Splitting the data into the Aggregate operator is only available when using
Group Options because each individual group can be processed in a separate operator instance. If there is only one windowed group, then all input must be processed by the same Aggregate operator instance for the calculation result to be valid. In the case shown here, the field "n1" is being used to group and has 20 or more unique values by which to distinguish each group by the hash result, resulting in each tuple of a group being directed to the same Aggregate instance and all Aggregate instances being nearly uniformly used. This is the ideal use-case.
The key parts of this configuration are: 1. The Aggregate is using
Group Options to split windows by a data value.
2. The Aggregate is set to
many instances, but less than or equal to the number of unique hashes produced by the 'hash(string-field)' function.
3. The Aggregate is made
Concurrent by enabling "Run each instance of this component in a parallel region".
If the grouping field is a number, then the field value can be used directly without using the 'hash()' function.
StreamBase 7.x: To determine the number of Aggregate operators needed, drive data in at various rates and monitor the application with
Studio SB Manager,
sbmonitor, or
sbprofile to identify at what rate persistent queuing begins. Note that brief queuing for several seconds may occur with tps rates greater than 10,000 tps, but with enough instances any queuing is also frequently drawn back down to single digits queued.

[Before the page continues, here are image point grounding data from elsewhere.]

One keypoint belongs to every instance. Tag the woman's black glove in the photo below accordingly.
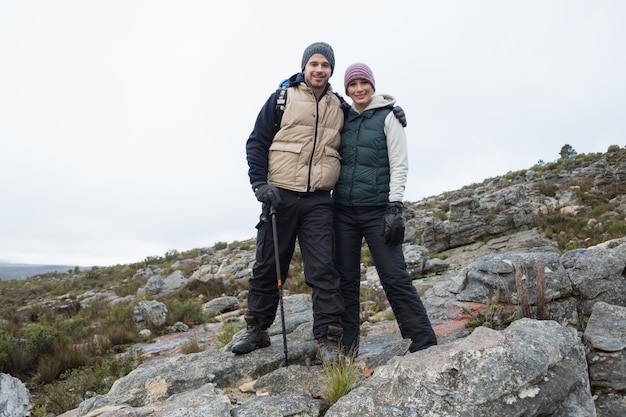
(400, 115)
(266, 194)
(393, 224)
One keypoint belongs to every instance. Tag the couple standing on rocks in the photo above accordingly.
(330, 174)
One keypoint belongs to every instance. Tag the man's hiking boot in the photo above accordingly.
(330, 345)
(420, 345)
(253, 339)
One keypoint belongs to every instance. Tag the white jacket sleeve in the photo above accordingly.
(398, 157)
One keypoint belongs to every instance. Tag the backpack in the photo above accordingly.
(281, 100)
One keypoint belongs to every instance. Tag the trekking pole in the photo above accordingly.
(280, 281)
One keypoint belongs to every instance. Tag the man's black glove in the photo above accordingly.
(400, 115)
(393, 224)
(266, 194)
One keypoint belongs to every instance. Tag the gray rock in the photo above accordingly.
(14, 397)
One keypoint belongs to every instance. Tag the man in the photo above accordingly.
(292, 168)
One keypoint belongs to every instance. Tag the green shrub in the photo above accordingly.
(341, 378)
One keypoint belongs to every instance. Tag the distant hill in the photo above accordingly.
(10, 271)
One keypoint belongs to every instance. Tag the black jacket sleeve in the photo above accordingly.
(259, 141)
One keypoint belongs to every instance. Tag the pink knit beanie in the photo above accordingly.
(356, 71)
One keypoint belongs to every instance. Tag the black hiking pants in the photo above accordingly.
(352, 224)
(307, 217)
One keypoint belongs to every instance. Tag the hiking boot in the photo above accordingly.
(254, 338)
(420, 345)
(330, 345)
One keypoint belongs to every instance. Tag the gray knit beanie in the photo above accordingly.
(319, 48)
(359, 71)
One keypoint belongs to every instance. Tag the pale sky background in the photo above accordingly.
(123, 123)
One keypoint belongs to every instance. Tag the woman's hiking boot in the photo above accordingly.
(330, 345)
(253, 339)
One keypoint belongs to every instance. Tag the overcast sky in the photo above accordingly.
(123, 123)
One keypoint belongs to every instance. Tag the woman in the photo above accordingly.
(368, 204)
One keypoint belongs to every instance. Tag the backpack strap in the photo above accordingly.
(281, 100)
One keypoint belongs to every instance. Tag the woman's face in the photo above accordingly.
(361, 92)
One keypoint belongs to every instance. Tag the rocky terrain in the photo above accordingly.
(500, 246)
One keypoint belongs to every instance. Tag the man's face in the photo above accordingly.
(317, 72)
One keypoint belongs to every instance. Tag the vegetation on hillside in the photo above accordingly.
(66, 356)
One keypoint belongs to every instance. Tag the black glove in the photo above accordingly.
(400, 115)
(393, 224)
(267, 194)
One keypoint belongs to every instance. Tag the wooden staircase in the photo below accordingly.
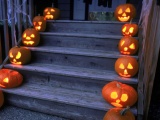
(72, 63)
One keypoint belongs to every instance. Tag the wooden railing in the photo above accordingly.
(15, 16)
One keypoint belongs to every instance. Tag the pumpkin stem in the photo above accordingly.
(123, 112)
(131, 21)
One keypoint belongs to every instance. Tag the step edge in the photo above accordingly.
(74, 73)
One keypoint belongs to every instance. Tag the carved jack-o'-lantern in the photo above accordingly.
(19, 55)
(1, 98)
(125, 12)
(126, 66)
(119, 114)
(129, 29)
(128, 45)
(119, 95)
(39, 23)
(30, 37)
(10, 78)
(51, 13)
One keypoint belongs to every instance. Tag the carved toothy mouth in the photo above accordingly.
(124, 75)
(49, 16)
(124, 19)
(28, 42)
(37, 27)
(127, 53)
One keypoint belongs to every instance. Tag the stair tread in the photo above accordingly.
(83, 35)
(75, 51)
(63, 95)
(104, 75)
(80, 21)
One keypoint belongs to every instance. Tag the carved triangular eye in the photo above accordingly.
(122, 43)
(46, 10)
(24, 36)
(6, 80)
(114, 95)
(124, 97)
(32, 36)
(121, 66)
(120, 11)
(128, 10)
(11, 55)
(132, 46)
(18, 55)
(131, 29)
(129, 66)
(124, 29)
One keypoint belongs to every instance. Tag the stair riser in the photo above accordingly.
(54, 80)
(54, 108)
(88, 28)
(80, 42)
(73, 60)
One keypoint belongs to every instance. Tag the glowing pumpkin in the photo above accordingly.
(10, 78)
(30, 37)
(51, 13)
(19, 55)
(128, 45)
(1, 98)
(119, 114)
(126, 66)
(129, 29)
(125, 12)
(119, 95)
(39, 23)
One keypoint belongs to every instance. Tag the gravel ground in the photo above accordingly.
(14, 113)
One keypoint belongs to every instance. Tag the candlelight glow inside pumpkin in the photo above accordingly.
(1, 98)
(119, 95)
(128, 45)
(125, 12)
(129, 29)
(19, 55)
(30, 37)
(39, 23)
(119, 114)
(126, 66)
(51, 13)
(10, 78)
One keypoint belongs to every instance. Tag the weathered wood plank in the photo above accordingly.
(66, 96)
(99, 75)
(6, 32)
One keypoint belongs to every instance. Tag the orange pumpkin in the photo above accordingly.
(125, 12)
(119, 95)
(119, 114)
(39, 23)
(129, 29)
(51, 13)
(30, 37)
(126, 66)
(19, 55)
(128, 45)
(1, 98)
(10, 78)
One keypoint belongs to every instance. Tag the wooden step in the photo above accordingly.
(87, 27)
(9, 112)
(80, 40)
(76, 104)
(93, 74)
(96, 59)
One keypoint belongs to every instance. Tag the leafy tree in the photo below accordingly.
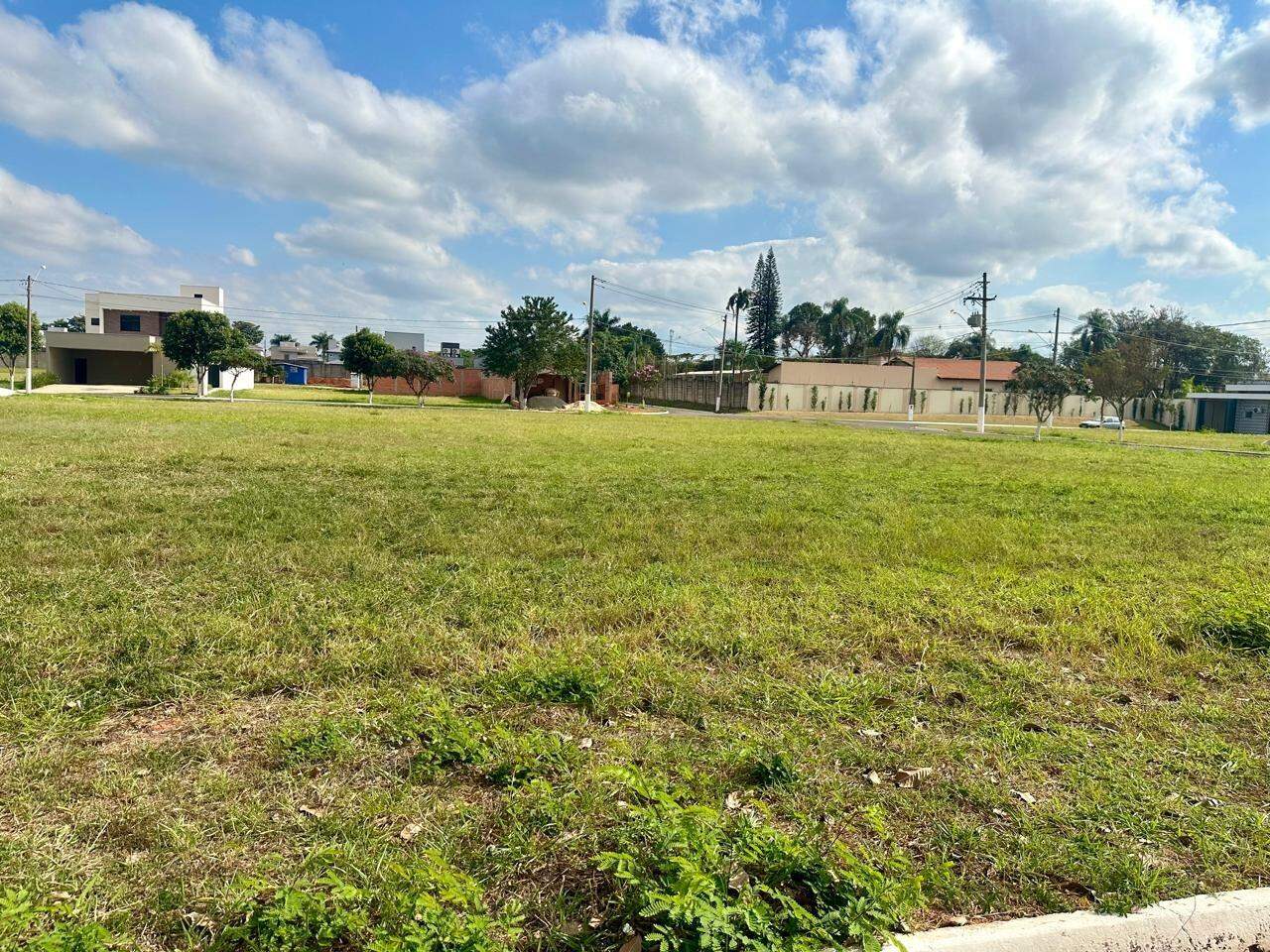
(1096, 331)
(892, 333)
(420, 371)
(368, 356)
(238, 357)
(929, 345)
(525, 341)
(13, 336)
(1133, 368)
(71, 325)
(194, 339)
(801, 330)
(250, 331)
(322, 340)
(1046, 386)
(765, 322)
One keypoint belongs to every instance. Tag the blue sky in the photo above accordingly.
(420, 166)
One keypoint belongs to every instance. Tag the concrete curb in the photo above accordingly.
(1225, 921)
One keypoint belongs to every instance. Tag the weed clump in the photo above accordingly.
(1243, 627)
(694, 879)
(559, 683)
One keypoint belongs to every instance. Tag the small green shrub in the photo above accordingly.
(35, 927)
(421, 906)
(558, 683)
(1242, 627)
(694, 879)
(312, 742)
(761, 767)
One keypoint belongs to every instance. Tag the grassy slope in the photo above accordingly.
(209, 607)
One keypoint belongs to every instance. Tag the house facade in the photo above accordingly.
(122, 333)
(1241, 408)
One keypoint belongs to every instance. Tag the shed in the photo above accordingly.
(295, 373)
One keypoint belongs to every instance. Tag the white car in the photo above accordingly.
(1105, 422)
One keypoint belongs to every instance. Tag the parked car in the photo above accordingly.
(1102, 422)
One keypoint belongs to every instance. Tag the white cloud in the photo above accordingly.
(58, 227)
(240, 255)
(1245, 75)
(930, 141)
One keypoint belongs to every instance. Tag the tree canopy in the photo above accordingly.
(765, 325)
(194, 340)
(13, 336)
(368, 356)
(525, 341)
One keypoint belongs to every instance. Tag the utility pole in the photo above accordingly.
(30, 335)
(912, 388)
(982, 299)
(590, 339)
(722, 357)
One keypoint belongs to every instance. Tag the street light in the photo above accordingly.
(30, 330)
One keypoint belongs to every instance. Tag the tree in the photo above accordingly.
(765, 325)
(71, 325)
(801, 329)
(1096, 331)
(193, 340)
(238, 357)
(929, 345)
(571, 361)
(1133, 368)
(420, 371)
(250, 331)
(368, 356)
(1046, 386)
(322, 340)
(525, 341)
(892, 333)
(13, 336)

TIBCO Streaming 10.x: To determine the number of Aggregate operators needed, drive data in at various rates and monitor the application with
Studio SB Manager,
SB Cluster Monitor, or
sbprofile to identify at what rate persistent queuing begins. Note that brief queuing for several seconds may occur with tps rates greater than 10,000 tps, but with enough instances any queuing is also frequently drawn back down to single digits queued.
Will I need as many individual CPU units available as Aggregate operator instances? No. In practice when an Aggregate operator instance is fully utilized (moving tuples as fast as possible), it does not use the entire CPU time-slice due to internal blocking on shared resources. This allows another thread into the core to do its work. You will need fewer individual physical CPUs than concurrent Aggregate operator instances and still see improved throughput.